Figure 1. Raw data recorded in a single trial from a typical subject.

Panel A - Left eye position plotted as function of time. Positive angles correspond to right eccentricities as seen by the subject. In this trial the dot was moving (0.5 deg/s) rightward at first. Inset 1: At extreme eccentricities the centrifugal beating nystagmus is clearly visible and the slow phase shows the tendency of the eye to return toward the primary position. Inset 2 and 3: Difference in the slope of the position trace at the same eccentricities when the dot is moving outward or inward. Panel B and C - Position (panel B) and velocity (panel C) of the eye at eccentricities larger than 10 deg right. The eye velocity begins to decrease from its baseline before the onset of the nystagmus, showing the growing centrifugal drift. Note that the baseline velocity is not zero but is positive between 10 and 25 deg of gaze eccentricity. When returning to 10 deg, however, the velocity is negative, showing the asymmetry in the baseline velocity showing the subject's attempt to match the target displacement velocity.

Figure 2. Position-Velocity plot considering target direction.

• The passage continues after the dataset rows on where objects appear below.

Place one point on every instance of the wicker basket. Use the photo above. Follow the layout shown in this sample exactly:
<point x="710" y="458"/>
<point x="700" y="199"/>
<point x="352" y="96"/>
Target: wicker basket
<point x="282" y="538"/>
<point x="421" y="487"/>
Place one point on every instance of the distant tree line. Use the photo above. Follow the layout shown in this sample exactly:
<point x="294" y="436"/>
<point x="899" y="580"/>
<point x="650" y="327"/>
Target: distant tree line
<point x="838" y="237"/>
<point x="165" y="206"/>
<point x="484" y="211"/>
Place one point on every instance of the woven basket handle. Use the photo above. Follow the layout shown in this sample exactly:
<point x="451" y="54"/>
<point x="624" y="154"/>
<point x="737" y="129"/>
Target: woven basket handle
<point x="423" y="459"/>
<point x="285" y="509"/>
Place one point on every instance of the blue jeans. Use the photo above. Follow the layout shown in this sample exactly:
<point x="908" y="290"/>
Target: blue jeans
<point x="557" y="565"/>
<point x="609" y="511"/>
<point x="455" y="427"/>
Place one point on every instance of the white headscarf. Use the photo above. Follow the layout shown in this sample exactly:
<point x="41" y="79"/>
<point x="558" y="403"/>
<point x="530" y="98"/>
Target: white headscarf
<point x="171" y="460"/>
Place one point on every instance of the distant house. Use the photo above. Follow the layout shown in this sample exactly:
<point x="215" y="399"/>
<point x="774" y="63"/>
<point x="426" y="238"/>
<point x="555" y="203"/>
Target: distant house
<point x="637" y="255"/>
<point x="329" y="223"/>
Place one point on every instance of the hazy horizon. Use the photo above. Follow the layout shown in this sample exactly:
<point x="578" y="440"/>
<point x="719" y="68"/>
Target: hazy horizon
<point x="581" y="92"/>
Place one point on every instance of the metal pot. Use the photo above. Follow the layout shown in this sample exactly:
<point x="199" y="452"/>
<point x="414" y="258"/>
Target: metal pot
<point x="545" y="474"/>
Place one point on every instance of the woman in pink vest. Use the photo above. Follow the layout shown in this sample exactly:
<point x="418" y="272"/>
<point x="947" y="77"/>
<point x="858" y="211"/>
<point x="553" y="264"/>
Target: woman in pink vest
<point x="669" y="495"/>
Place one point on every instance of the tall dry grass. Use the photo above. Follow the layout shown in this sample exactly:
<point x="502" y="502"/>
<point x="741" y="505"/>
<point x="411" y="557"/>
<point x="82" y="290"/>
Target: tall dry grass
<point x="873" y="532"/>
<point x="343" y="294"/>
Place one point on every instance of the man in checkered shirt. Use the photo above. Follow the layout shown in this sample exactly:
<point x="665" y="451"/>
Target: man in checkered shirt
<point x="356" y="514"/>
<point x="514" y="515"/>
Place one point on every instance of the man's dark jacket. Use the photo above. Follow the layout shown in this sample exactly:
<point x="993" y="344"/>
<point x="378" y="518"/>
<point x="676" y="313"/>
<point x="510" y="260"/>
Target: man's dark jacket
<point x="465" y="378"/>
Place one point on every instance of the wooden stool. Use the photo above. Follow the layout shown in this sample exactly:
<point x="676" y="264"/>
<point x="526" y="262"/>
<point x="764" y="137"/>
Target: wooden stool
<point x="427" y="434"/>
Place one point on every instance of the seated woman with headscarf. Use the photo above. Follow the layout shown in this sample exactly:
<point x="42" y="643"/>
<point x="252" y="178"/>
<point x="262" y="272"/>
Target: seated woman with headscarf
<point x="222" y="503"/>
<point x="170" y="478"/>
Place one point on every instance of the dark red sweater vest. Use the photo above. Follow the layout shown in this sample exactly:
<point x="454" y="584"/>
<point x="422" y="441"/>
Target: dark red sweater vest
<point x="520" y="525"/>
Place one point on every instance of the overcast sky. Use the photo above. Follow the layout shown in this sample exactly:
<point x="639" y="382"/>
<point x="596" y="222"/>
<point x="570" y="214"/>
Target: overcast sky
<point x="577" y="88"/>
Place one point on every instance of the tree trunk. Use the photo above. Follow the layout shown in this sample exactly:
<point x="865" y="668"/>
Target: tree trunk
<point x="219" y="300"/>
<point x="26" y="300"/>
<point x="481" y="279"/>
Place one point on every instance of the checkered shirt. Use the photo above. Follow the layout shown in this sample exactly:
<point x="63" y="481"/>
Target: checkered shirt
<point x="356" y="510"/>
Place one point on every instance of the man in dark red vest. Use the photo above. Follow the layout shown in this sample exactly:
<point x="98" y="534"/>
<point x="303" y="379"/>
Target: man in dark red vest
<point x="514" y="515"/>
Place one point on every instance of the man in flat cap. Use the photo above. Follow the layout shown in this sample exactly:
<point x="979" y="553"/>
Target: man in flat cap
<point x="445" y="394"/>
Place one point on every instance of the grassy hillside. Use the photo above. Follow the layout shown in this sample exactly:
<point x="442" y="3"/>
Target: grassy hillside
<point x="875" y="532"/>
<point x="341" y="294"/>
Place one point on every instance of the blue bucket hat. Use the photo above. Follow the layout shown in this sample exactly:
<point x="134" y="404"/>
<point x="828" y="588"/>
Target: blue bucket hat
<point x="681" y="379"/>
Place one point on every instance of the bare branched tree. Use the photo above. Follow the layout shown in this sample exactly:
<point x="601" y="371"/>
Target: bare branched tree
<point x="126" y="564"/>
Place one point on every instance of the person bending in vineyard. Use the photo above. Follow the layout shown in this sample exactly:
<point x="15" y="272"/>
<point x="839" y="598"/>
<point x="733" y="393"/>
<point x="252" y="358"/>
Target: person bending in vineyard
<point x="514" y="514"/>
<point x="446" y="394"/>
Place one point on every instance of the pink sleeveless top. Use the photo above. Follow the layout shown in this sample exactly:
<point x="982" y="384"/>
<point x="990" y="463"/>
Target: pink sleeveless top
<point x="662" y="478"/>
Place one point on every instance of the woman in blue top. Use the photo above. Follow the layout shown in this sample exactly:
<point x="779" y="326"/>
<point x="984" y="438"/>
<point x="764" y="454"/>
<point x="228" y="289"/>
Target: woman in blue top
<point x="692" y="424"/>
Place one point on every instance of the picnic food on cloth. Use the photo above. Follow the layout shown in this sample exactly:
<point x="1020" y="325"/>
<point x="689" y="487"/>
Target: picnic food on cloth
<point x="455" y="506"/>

Panel A - Black lines: Medians of the eye velocity within a 1 deg-wide bin plotted as a function of gaze eccentricity keeping the direction of target displacement separated. Gray lines: velocity of the target as a function of its position during the whole recording period. Note that the eye velocity matches the target velocity from the beginning suggesting that the offset observed around the straight ahead gaze is not due to a memory effect. The arrows show the directions of target and eye displacement. Panel B - Black lines: Velocity traces from the left panel after subtracting the correspondent target velocity. Gray line: Medians of the eye velocity within a 1 deg-wide bin plotted as a function of gaze eccentricity after pooling data from different directions of target displacement.

Figure 3. Position-Velocity plot and linear fit.

Gray dots: Instantaneous velocity plotted as a function of the eye eccentricity. Light gray dots: Velocity in the 0–20 deg bins; dark gray dots: Velocity in the 20–40 deg bins; black line: linear fit of the velocity in the 0–20 deg bins and in the 20–40 deg bins.

Figure 4. Smoothed Position -Velocity plot of the whole population.

Dashed gray lines: Individual position-velocity curves obtained after smoothing and interpolating instantaneous velocity as a function of eye eccentricity; solid thick gray line: mean of the smoothed individual position-velocity curves; solid medium gray line: mean ±1 standard deviation of the smoothed individual position-velocity curves; dashed black line: tangent fit of the mean of the smoothed individual position-velocity curves.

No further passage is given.